Rep. Lawler Joins Reps. Meng, Fitzpatrick, Phillips, Kamlager-dove, And Salazar In Introducing Bipartisan Youth, Peace, And Security Act

This week, U.S. Rep. Mike Lawler (R-NY) joined Reps. Grace Meng (D-NY), Brian Fitzpatrick (R-PA), Dean Phillips (D-MN), Sydney Kamlager-Dove (D-CA), and María Salazar (R-FL) in reintroducing the Youth, Peace, and Security Act.

This bipartisan, bicameral legislation emphasizes the importance of youth leadership and involvement in worldwide peacebuilding and conflict prevention activities.

The bill would also require the USAID Youth Coordinator to facilitate and oversee cross-sectoral international development efforts related to youth across the interagency, including exchanges between USAID and a diverse range of youth leaders, youth-led organizations, and youth-serving organizations advancing youth, peace, and security. The coordinator would also be required to submit a plan to Congress on steps to accomplish those goals to ensure the meaningful participation of youth in conflict prevention, management, resolution, and post-conflict activities.

“Meaningful youth engagement in peace building will no doubt have a profound impact on U.S. international development policy. It is critical for the State Department and USAID to ensure youth programming is effective, and these individuals must have a seat at the table for that to happen,” said Lawler. “To that end, I am proud to join colleagues in both parties in introducing the bipartisan Youth, Peace, and Security Act.”

“The Youth, Peace, and Security Act is a powerful piece of foreign policy legislation that puts youth at the center of peacebuilding and conflict prevent efforts,” said Meng. “For too long, the collective voices of our young people have been ignored. This bill helps ensure them a seat at the table moving forward. I am proud to work on such an important bill with several champions of global peacebuilding, and look forward to leading this bill through the House.”

“The voices of our youth bring important value to the discussion table and offer unique perspectives that greatly benefit decision making conversations,” said Fitzpatrick. “I am proud to join my colleagues in introducing the bipartisan Youth, Peace, and Security Act. Our bill will establish a framework at USAID to ensure that the voices of young people from every walk of life are included in conflict resolution, reconciliation, and security resilience efforts.”

“Engaging with the next generation is necessary to make the world a better place,” said Salazar. “Latin America has one of the youngest and most dynamic populations around the world. We must be ready to deal with the problems facing young people in the Western Hemisphere if we are going to shepherd a promising future for the region.”

“For too long, young people have had their voices ignored and their ideas overlooked,” said Phillips. “With this bill, we are working to ensure that youth leaders have a seat at the table to help resolve conflicts that affect them and their communities.
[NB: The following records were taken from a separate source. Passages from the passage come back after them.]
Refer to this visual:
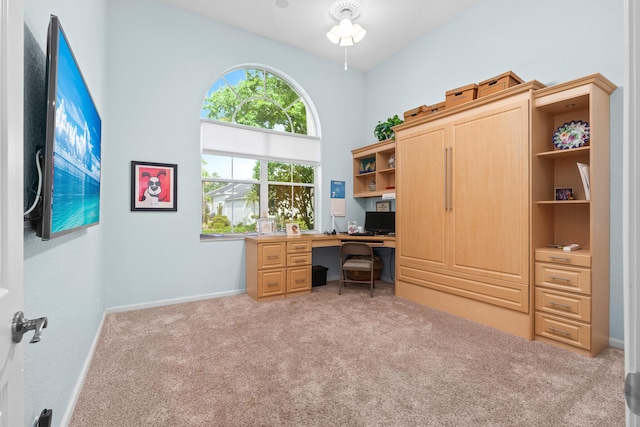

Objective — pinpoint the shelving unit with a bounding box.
[531,74,616,357]
[351,140,396,197]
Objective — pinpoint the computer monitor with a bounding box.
[364,211,396,234]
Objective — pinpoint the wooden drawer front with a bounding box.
[536,288,591,322]
[287,266,311,292]
[535,313,591,350]
[258,242,287,269]
[536,262,591,295]
[287,252,311,267]
[287,240,311,253]
[536,249,591,267]
[258,269,286,297]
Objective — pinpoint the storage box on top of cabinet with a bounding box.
[445,83,478,108]
[478,71,524,98]
[428,101,446,114]
[404,105,431,122]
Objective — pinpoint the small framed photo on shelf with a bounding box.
[376,200,391,212]
[286,222,300,236]
[360,157,376,173]
[554,187,573,200]
[131,161,178,212]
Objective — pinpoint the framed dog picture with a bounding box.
[131,161,178,212]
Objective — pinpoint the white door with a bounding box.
[623,0,640,427]
[0,0,24,427]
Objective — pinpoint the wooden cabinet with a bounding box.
[395,84,538,338]
[531,74,615,356]
[245,236,311,301]
[351,140,396,197]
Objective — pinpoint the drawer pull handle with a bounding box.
[549,301,571,310]
[549,326,571,335]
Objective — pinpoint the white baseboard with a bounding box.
[60,311,107,426]
[609,337,624,350]
[60,290,246,426]
[106,290,246,314]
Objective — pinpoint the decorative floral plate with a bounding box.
[553,120,590,150]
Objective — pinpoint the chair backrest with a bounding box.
[340,242,373,257]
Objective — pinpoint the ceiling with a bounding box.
[157,0,478,71]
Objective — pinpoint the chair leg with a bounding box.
[371,273,373,298]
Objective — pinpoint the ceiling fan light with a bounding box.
[327,25,340,44]
[340,37,353,47]
[340,18,353,37]
[351,24,367,43]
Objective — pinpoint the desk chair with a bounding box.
[338,242,374,296]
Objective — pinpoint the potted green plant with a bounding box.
[373,114,403,141]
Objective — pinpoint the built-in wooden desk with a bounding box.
[245,234,396,301]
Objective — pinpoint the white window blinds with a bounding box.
[200,120,320,165]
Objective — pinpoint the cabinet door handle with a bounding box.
[447,147,453,211]
[549,326,571,335]
[442,148,449,212]
[549,301,571,310]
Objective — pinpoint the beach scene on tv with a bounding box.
[51,27,102,233]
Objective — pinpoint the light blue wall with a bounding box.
[25,0,623,425]
[101,0,364,307]
[364,0,624,345]
[23,0,108,425]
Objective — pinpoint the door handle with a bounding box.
[11,311,48,344]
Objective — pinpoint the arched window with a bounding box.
[200,67,319,236]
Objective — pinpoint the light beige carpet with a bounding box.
[70,282,624,427]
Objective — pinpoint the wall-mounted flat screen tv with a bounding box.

The Youth Coordinator position represents an investment in the leaders of tomorrow, as they continue to participate in peacebuilding today.”

“Including young people in peacebuilding and conflict resolution is critical to promoting a more stable, prosperous world. These efforts will benefit the African continent in particular, which is the youngest region in the world with a median age of 18,” said Kamlager-Dove. “By providing support and opportunities for the leaders of tomorrow to have a role in guiding outcomes today, we will promote positive development for generations to come. I am proud to lead this bipartisan bill to advance coordination for cross-sectoral international development efforts that engage youth in peace and security efforts.”

“Young people are our best hope for a more peaceful, stable world,” said Senator Cory Booker (D-NJ), who plans to introduce the Senate version of the bill this fall. “Far too often, young people are disproportionately affected by conflict and violence, yet not included in peacebuilding processes. This legislation would ensure that youth leaders are active participants in conflict prevention, resolution, and recovery efforts, giving them a seat at the table to build a more sustainable, peaceful future for their communities.”

“One of the clearest, most consistent insights we have drawn across the 50+ countries in which we have worked to prevent violence and build durable peace is that young people hold tremendous power and potential to contribute to the cause,” said Search for Common Ground’s CEO Shamil Idriss. “More often than not, that potential is under-appreciated, under-resourced and thus largely untapped. The bi-partisan reintroduction of the Youth, Peace & Security Act represents an important step in taking our young people seriously and raises the hope that we will invite their ideas and support their contribution to shaping the safer, healthier, more just future that they want to inherit.”

“The Alliance for Peacebuilding is proud to support the Youth, Peace, and Security (YPS) Act. For too long, youth bulges in conflict-affected and fragile states have been feared, but decades of research proves that youth are critical agents of peace. At a time of record-breaking global violent conflict and fragility, this bill is a much-needed expansion of the prevention-oriented canon of law, including the Global Fragility Act, Women, Peace, and Security Act, and Elie Wiesel Genocide and Atrocities Prevention Act that Congress has rightfully codified in recent years,” said Liz Hume, Executive Director at the Alliance for Peacebuilding. “The YPS Act is another vital tool to promote U.S. foreign policy and assistance reform so that we can both respond to emergency crises and, at the same time, prioritize preventing and reducing violent conflict and fragility. We hope the YPS Act is a catalyst to integrate youth in U.S. efforts to build sustainable peace globally.”

“Youth leaders remind us of the power of the present to transform the future. Many are courageously at the forefront of violence interruption and are also some of the loudest voices for shifting power and resources for equity and justice to prevail,” said Peace Direct’s US Executive Director, Elana Aquino. “The bipartisan re-introduction of the YPS Act affirms the importance of young people around the world to make a positive change and increases resources for support of their critical role in building peace.”

USAID is an independent agency of the U.S. government that provides development assistance to save lives, reduce poverty, strengthen governance, and help partner countries on their journey to self-reliance.

The bill would also expand microgrants to youth leaders and create a Youth, Peace, and Security fund to provide grants, emergency assistance, and technical assistant to youth-led civil society organizations.